CALEXICO, Calif. (Border Report) — Calexico Council member Raul Ureña is encouraging his city to set up two permanent campsites on city property to house farmworkers and the homeless.
The city, located about 120 miles east of San Diego on the southern border, had been supporting a site where about a dozen individuals have been living for the last three months. It sits at the corner of First Street and Andrade Avenue just north of the border barrier.
The campsite was set up by a local representative of the Coalition for Humane Immigrant Rights on a city-owned parcel.
It consists of about a dozen tents and according to Ureña will remain in place until the federal government decides its fate.
Recently, the city of Calexico sold the land to the federal government, and, legally, it doesn’t control it anymore.

Ureña sees this as an opportunity to provide other transitional housing for farmworkers who can’t afford to pay rent on either side of the border or who simply prefer staying in the U.S. after working in the fields avoiding long border-crossing times.

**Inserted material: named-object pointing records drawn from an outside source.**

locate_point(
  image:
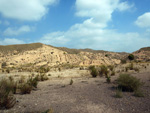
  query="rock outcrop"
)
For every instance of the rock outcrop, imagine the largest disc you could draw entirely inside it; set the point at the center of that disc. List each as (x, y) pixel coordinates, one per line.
(40, 54)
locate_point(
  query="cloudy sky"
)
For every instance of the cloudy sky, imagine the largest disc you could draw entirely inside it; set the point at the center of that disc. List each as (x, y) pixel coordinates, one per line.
(113, 25)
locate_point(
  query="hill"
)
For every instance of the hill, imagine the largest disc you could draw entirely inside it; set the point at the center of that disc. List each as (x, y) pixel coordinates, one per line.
(38, 54)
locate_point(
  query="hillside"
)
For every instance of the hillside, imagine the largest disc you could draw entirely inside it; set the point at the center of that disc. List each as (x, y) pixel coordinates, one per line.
(38, 54)
(143, 54)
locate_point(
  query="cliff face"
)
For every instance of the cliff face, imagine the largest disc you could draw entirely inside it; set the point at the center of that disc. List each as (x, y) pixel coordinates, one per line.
(41, 54)
(143, 54)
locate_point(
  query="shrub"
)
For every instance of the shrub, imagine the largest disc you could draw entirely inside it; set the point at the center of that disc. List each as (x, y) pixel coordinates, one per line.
(7, 99)
(33, 82)
(111, 67)
(108, 79)
(104, 70)
(71, 82)
(43, 77)
(25, 88)
(93, 70)
(128, 83)
(118, 93)
(3, 64)
(112, 73)
(123, 61)
(137, 70)
(49, 111)
(138, 93)
(131, 57)
(131, 66)
(22, 79)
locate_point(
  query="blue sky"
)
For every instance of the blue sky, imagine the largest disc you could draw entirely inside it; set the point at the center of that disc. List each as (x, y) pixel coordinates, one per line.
(113, 25)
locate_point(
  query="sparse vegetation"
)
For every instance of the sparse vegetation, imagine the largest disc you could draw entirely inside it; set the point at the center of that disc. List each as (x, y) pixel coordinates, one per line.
(25, 88)
(128, 83)
(33, 82)
(118, 93)
(112, 73)
(7, 99)
(49, 111)
(71, 82)
(138, 93)
(43, 77)
(131, 57)
(103, 70)
(123, 61)
(93, 70)
(108, 79)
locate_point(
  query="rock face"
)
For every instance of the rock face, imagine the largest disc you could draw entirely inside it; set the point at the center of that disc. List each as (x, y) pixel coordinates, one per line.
(40, 54)
(143, 54)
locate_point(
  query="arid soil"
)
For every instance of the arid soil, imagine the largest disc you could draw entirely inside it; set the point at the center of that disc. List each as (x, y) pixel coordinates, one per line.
(85, 95)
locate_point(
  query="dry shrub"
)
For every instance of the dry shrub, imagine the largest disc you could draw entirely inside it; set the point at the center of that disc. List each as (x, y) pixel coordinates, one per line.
(103, 70)
(129, 83)
(7, 99)
(25, 88)
(93, 70)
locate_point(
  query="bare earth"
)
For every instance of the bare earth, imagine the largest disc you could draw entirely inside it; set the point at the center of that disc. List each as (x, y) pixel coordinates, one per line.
(85, 95)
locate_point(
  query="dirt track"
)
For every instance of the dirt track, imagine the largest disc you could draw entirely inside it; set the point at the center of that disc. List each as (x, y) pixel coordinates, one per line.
(86, 95)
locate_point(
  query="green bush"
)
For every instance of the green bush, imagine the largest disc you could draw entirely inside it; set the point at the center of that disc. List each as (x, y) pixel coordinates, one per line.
(131, 57)
(138, 93)
(108, 79)
(25, 88)
(111, 67)
(33, 82)
(103, 70)
(7, 99)
(118, 93)
(112, 73)
(71, 82)
(128, 83)
(123, 61)
(93, 70)
(43, 77)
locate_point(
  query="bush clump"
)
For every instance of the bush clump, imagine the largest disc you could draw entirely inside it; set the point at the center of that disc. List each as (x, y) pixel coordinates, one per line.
(131, 57)
(93, 70)
(118, 93)
(71, 82)
(108, 79)
(7, 99)
(25, 88)
(103, 70)
(129, 83)
(33, 82)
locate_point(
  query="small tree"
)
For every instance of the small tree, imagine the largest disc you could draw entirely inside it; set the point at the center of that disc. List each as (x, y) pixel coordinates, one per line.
(131, 57)
(93, 70)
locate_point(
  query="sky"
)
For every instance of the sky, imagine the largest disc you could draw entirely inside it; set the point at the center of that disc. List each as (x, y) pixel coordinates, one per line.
(112, 25)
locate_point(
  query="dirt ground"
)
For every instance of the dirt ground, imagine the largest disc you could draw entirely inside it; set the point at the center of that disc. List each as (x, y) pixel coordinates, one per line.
(85, 95)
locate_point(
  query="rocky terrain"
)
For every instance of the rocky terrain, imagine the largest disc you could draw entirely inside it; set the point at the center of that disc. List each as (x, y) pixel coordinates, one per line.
(38, 54)
(73, 89)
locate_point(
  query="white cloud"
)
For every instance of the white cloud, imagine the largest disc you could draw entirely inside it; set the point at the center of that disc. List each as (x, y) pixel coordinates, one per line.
(92, 33)
(6, 23)
(17, 31)
(55, 39)
(9, 41)
(143, 20)
(125, 6)
(99, 12)
(28, 10)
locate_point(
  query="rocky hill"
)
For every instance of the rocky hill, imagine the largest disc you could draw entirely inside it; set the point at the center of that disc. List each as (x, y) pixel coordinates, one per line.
(38, 54)
(143, 54)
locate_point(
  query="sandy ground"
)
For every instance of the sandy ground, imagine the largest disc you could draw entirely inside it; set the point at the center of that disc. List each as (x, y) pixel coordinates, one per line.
(85, 95)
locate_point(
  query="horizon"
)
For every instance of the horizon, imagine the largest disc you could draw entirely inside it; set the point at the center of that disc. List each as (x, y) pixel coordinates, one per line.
(73, 48)
(117, 26)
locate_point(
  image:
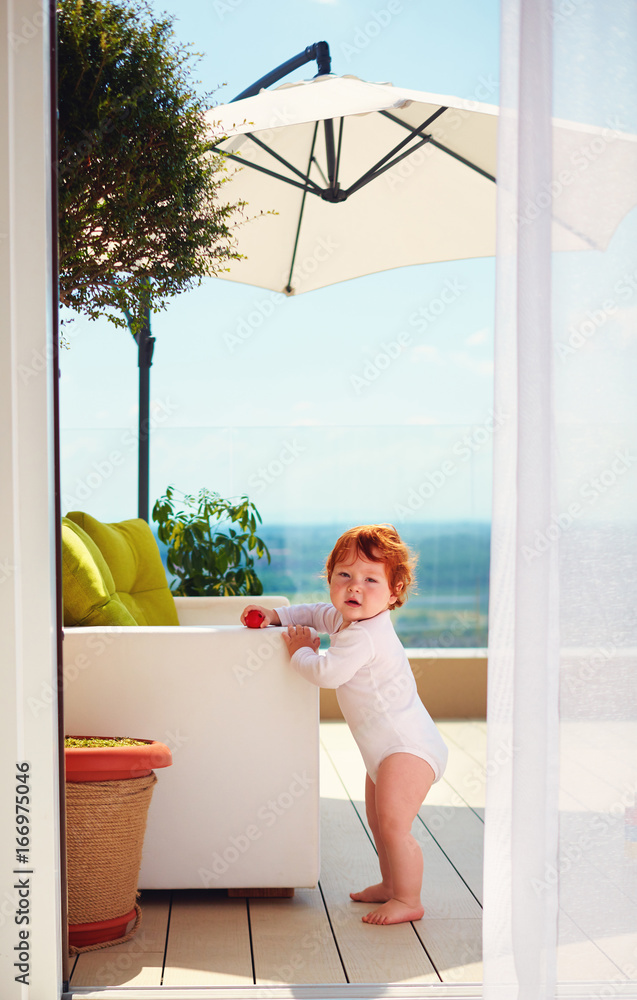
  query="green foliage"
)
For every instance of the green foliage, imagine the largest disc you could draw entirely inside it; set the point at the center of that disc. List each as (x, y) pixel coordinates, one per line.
(206, 560)
(138, 186)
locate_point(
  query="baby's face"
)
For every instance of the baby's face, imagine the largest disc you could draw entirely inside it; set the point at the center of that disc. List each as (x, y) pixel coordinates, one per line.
(359, 589)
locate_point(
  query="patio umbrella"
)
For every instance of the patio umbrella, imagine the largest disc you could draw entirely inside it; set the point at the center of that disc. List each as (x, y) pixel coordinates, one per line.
(365, 177)
(354, 178)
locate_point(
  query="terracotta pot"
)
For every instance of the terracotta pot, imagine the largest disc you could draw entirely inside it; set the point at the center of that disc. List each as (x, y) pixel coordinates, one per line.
(108, 792)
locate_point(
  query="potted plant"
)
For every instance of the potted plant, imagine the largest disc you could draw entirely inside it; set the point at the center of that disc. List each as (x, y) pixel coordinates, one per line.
(109, 784)
(212, 544)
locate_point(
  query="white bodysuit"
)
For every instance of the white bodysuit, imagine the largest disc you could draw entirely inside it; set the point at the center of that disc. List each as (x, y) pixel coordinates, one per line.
(375, 686)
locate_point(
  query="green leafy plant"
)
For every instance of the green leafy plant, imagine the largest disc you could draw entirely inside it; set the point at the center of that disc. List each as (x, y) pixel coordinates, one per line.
(140, 215)
(212, 543)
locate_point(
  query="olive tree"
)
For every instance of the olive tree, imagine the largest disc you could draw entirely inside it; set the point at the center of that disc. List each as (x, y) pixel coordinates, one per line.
(140, 215)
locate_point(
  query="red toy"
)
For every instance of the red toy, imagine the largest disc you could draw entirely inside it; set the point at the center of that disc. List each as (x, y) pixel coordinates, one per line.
(254, 618)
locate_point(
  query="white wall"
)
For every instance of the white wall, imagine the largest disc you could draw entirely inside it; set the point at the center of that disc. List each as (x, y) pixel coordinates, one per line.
(28, 710)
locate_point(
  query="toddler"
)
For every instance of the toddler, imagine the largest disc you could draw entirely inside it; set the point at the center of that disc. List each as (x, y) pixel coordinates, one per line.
(369, 572)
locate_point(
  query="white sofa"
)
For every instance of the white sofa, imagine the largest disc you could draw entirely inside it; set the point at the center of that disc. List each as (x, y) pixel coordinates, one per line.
(239, 807)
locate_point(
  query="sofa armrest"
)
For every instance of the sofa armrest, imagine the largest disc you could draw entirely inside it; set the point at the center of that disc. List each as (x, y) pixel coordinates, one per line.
(221, 610)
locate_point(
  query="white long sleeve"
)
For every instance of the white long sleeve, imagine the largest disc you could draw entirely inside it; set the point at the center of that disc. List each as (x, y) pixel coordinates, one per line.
(375, 686)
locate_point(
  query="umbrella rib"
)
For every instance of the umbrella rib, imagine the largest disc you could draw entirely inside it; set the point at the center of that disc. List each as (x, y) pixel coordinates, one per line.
(288, 287)
(374, 171)
(443, 149)
(272, 173)
(338, 153)
(282, 160)
(392, 163)
(463, 159)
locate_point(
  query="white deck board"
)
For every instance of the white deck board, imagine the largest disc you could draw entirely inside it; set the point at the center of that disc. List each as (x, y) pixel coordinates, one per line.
(202, 938)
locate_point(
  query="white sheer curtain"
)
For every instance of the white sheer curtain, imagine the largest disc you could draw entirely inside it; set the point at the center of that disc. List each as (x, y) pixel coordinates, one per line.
(561, 823)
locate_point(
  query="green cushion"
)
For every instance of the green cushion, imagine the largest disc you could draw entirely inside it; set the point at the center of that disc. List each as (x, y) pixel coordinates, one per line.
(89, 589)
(130, 550)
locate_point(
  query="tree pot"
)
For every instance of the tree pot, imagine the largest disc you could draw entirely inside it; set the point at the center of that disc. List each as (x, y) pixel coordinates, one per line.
(108, 792)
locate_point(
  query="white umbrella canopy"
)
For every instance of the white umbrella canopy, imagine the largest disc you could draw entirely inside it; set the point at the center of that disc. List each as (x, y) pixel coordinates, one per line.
(329, 156)
(430, 208)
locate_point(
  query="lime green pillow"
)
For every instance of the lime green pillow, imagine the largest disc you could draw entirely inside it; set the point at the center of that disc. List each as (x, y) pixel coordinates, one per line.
(87, 582)
(130, 550)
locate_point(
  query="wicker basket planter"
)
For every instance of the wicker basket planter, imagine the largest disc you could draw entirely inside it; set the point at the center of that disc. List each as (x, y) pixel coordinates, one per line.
(108, 792)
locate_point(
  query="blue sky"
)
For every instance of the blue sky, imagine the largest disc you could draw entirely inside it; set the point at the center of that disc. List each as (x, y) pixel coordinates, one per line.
(281, 415)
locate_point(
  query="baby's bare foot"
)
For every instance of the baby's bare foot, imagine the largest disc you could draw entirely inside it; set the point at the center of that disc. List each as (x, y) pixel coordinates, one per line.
(394, 911)
(372, 894)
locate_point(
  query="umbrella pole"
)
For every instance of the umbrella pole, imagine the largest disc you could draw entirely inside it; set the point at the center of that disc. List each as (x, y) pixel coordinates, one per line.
(145, 347)
(319, 51)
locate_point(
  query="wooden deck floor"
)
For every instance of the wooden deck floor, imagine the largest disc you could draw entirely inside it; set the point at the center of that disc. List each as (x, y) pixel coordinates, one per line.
(201, 938)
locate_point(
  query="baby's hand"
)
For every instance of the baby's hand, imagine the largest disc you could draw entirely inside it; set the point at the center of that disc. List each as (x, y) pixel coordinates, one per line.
(270, 616)
(298, 636)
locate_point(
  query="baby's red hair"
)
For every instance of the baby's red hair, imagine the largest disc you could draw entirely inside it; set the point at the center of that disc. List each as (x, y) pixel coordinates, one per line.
(379, 543)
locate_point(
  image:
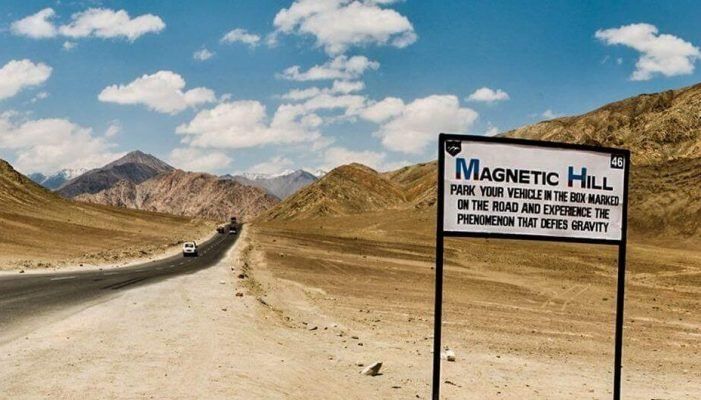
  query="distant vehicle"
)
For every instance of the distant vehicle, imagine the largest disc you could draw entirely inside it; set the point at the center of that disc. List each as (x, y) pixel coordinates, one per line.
(190, 249)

“Sacrifices are being made by people on both sides,” Ureña said. “Rents are high in Mexicali now, and we know they are only getting higher here in the valley.”
Narciso Chavez, who lives in the camp now says without it, he doesn’t know where he would be.
“Rents cost anywhere from 8- to 900 dollars, it doesn’t leave anything for food, what are we going to eat, air?” Chavez said.

According to Ureña, men like Chavez and others typically wake up at 3 a.m. and head into town to wait for buses that ferry farm workers to fields around the Imperial Valley.
“These workers provide $2 billion into our area’s economy and in practical terms, if they can’t go to work, we don’t eat,” said Ureña.